Un voyage dans le (bon)
temps
Une spirale infernale qui vous
entraîne d’un reportage de guerre à une pièce de théâtre, d’une retransmission
sportive à « La famille Duraton », ou d’une dramatique à un
« Sacha Show ». L’éventail des vices télévisuels est immense. Le
plaisir toujours plus intense. Pour les drogués du PAF, l’INA propose même une offre premium : un pass illimité à 2,99 euros par mois et l’accès à un
catalogue quasi infini de séries, fictions, documentaires, concerts, etc. Ce
n’est plus Bry-sur-Marne (siège de l’INA), c’est Babylone-sur-Télé ! La
TNT et ses 27 chaînes gratuites peuvent couper le signal. Quand on a goûté aux
vapeurs de l’INA, le reste paraît aussi excitant que la mire, un soir d’hiver,
dans une chambre de bonne avec vue sur la gare de Vierzon. Le poste de papa est
définitivement mort. Mais on se régale avec la télé d’avant.

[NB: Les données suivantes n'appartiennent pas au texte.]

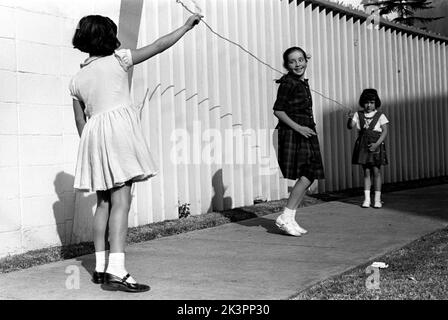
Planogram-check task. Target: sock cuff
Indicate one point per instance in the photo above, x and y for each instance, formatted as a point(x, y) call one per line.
point(100, 254)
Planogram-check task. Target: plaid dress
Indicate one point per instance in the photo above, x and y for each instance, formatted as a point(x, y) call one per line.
point(297, 156)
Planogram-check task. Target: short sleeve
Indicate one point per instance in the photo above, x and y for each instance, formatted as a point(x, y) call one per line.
point(282, 101)
point(124, 57)
point(356, 120)
point(383, 120)
point(73, 91)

L’INA vous offre un voyage
dans le temps de votre sofa. Avertissement, carré blanc, appel au CSA, cette
machine à explorer le passé n’est pas sans risques pour les cœurs fragiles, les
émotifs et les sentimentaux. Car revoir une émission de notre enfance, une
actrice figée dans sa jeunesse éternelle ou un écrivain admiré procure un sentiment
ambigu, l’impression de se télétransporter dans une capsule douillette en
dehors des tracas du quotidien, mais également un désarroi face aux programmes
actuels. Comment autant d’intelligence et de finesse ont-elles pu être balayées
en une vingtaine d’années ? Faites l’expérience de l’INA pour constater
que la télé fut un laboratoire d’idées, une maison de la culture ouverte à tous
et un diffuseur de savoir. Cette télé qu’on nous racontait être sous
surveillance politique avait plus de génie que toutes les fausses libertés d’un
système soumis à la concurrence. La multiplication des canaux a contraint
l’expression et a nivelé vers le bas.
Jacques Chancel, Michel
Déon et Citroën SM
À la manière de la comptine des trois petits chats, « marabout, bout d’ficelle, selle de cheval… », l’INA se répand comme un rhizome, ses ramifications sont abyssales. Un week-end, il était 20 heures, j’avais abandonné l’idée de regarder les chaînes hertziennes. J’avais soif d’objectivité et d’aventures. Je me laisse donc guider par l’INA. Mon envie du moment était de revoir la Citroën SM à moteur Maserati. Je tombe en accès libre sur le journal « Provence Actualités » de 1970 où un journaliste essaye ce fleuron de l’industrie automobile française sur l’autoroute de l’Est. La voiture est blanche, immatriculée 75. Elle file sur la voie de droite, la prévention routière n’était pas dans le car régie. Le « pilote » parle d’allure rapide, de 16 chevaux fiscaux, d’un six cylindres en V et d’une consommation entre 13 et 21 litres sans sourciller. Je sens que la mélodie du bonheur va m’envahir. Je me dis que ces années 1970 fonçaient sans faux-semblants et sans cache-sexe.
Après la Citroën blanche, je
réécoute « Radioscopie » du 28 avril 1978, consacrée à Michel Déon.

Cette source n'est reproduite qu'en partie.